Because we live in a culture where anything serious is privileged over anything that’s entertaining, Mad Max: Fury Road won’t win any of the major Oscars. But it should. For a screenplay that speaks not to the head or even the heart but to the pulse and that strange part of the subconscious that conjures up fevered dreamscapes at 3 am. For Miller’s direction — he’s seventy, and he bays louder than Michael Bay. For the makeup and costumes — a bejewelled nose-cap, a keffiyeh made of bullets.

For the sadness in Charlize Theron’s eyes, as her ravaged performance reduces Max (Tom Hardy) to a supporting character. For the production design. For whatever the category is that recognises what it means to surprise the audience, put a smile on their face. You think a formerly villain-like character has softened. You think that’s a look of becalmed wonder as he observes a scurrying beetle. You think he’s letting it run over his finger because he’s going to let it out. You don’t think the finger is going straight to the mouth. It is the desert, after all. Food’s scarce.

As scarce as original thought and hard work is in big-budget films these days. Most times, what we see on screen is industry, the mechanical things people do — the set-building, the computer-crunching. But that’s not the same as hard work, which implies that everyone has climbed out of the summer-blockbuster box and worked hard towards a singular vision. That’s why Mad Max: Fury Road is like no other summer blockbuster.

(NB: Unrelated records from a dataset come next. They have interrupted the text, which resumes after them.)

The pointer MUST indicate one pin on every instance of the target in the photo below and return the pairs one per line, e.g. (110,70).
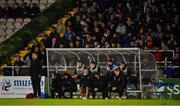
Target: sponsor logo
(6,84)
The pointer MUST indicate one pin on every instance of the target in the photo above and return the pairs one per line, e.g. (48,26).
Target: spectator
(35,73)
(118,82)
(85,81)
(169,71)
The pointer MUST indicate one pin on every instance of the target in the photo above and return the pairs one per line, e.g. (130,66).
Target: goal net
(141,64)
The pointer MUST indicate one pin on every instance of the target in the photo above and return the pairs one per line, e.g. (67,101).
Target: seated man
(68,85)
(95,72)
(118,82)
(103,84)
(85,81)
(56,84)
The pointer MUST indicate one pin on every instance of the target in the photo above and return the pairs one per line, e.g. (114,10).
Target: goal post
(141,63)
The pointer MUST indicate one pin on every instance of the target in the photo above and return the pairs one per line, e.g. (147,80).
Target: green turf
(85,102)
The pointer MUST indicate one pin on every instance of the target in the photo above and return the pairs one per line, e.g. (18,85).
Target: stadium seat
(19,1)
(18,26)
(2,1)
(27,20)
(42,7)
(43,2)
(3,26)
(51,1)
(10,26)
(11,2)
(19,20)
(2,33)
(10,20)
(9,32)
(2,20)
(35,1)
(27,1)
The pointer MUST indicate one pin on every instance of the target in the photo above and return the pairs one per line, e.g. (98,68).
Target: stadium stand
(118,24)
(152,25)
(14,14)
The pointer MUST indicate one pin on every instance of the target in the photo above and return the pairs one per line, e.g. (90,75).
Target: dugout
(140,62)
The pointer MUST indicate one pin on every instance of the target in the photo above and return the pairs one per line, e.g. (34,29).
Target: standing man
(118,82)
(35,69)
(110,67)
(95,71)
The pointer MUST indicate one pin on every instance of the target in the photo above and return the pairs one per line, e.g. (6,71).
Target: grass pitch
(49,102)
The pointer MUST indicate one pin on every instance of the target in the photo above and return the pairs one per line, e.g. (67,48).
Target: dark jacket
(118,81)
(35,68)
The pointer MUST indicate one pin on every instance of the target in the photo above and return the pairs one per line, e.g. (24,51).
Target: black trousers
(36,86)
(119,91)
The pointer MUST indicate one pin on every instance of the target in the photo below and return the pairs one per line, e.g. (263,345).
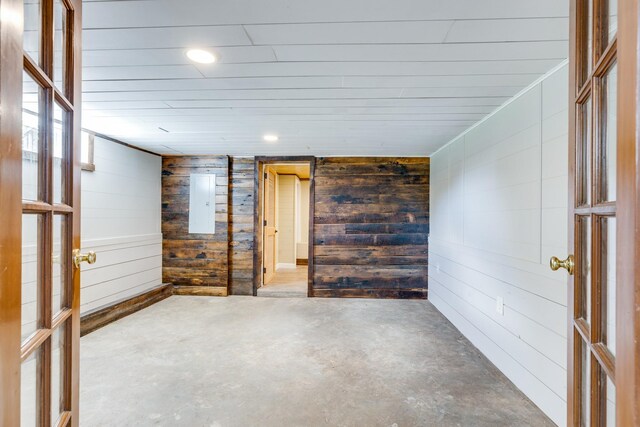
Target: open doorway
(285,219)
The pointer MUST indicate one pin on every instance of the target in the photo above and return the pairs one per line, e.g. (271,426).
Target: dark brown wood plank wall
(241,225)
(194,259)
(371,227)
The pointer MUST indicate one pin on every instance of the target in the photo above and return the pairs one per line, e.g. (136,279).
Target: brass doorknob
(89,257)
(567,264)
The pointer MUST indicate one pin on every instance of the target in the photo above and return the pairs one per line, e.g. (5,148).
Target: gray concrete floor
(244,361)
(287,283)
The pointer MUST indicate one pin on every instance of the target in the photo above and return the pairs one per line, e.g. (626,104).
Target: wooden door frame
(11,209)
(258,197)
(628,199)
(627,359)
(11,212)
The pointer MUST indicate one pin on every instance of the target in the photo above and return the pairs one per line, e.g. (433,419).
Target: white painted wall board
(507,182)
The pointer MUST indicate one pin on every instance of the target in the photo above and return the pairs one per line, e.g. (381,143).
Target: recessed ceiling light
(201,56)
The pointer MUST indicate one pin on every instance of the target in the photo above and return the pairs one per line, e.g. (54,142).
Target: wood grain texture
(11,212)
(241,209)
(194,259)
(96,319)
(628,227)
(371,226)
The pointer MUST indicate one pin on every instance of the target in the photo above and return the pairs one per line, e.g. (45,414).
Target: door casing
(258,215)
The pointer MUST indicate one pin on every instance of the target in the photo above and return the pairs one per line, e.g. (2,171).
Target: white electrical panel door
(202,204)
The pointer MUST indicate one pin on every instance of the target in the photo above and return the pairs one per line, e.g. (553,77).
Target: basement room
(319,213)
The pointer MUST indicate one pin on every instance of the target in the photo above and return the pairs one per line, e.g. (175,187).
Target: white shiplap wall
(498,212)
(121,223)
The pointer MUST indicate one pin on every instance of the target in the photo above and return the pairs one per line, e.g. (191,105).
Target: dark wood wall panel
(241,221)
(199,260)
(371,227)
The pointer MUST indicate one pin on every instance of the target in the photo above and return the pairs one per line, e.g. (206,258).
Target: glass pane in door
(59,45)
(587,53)
(58,372)
(608,138)
(58,261)
(611,403)
(32,29)
(608,281)
(60,144)
(583,152)
(584,267)
(31,94)
(31,231)
(585,375)
(612,19)
(29,389)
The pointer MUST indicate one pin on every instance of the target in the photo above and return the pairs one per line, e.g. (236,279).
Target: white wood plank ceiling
(330,77)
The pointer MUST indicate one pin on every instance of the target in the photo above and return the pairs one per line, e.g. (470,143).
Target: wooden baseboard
(371,293)
(209,291)
(100,317)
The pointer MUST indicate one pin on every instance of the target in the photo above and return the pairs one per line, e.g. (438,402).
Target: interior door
(599,357)
(40,211)
(269,226)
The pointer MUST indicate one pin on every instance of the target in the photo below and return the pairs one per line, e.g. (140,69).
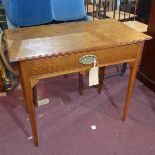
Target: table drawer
(68,63)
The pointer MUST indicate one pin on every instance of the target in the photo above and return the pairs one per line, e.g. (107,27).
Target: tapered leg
(133,71)
(80,84)
(23,88)
(29,99)
(101,78)
(35,100)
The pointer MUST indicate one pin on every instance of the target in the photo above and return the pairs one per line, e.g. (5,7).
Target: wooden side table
(52,50)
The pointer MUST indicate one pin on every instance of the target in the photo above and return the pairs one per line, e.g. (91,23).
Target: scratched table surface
(58,39)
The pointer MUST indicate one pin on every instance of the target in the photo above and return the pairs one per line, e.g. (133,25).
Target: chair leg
(101,78)
(80,84)
(123,70)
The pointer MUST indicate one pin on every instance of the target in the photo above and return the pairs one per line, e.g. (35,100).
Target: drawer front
(70,63)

It isn’t even like any other movie around.

I’ve never seen such a wildly imaginative mix of ideas and visuals — a matriarchal clan and metallic silver paint; seeds in a bag and a pregnant belly used as a shield; a comic-relief guitarist and a solitary tree in a desert; blindness and blood transfusion; collapsing rocks and a self-effacing protagonist. Every frame of this film has behind it this thought: How can we make this better, new, different, unique? Go watch this movie, again and again, for we may sooner see the apocalypse than an action movie that’s this artisanal.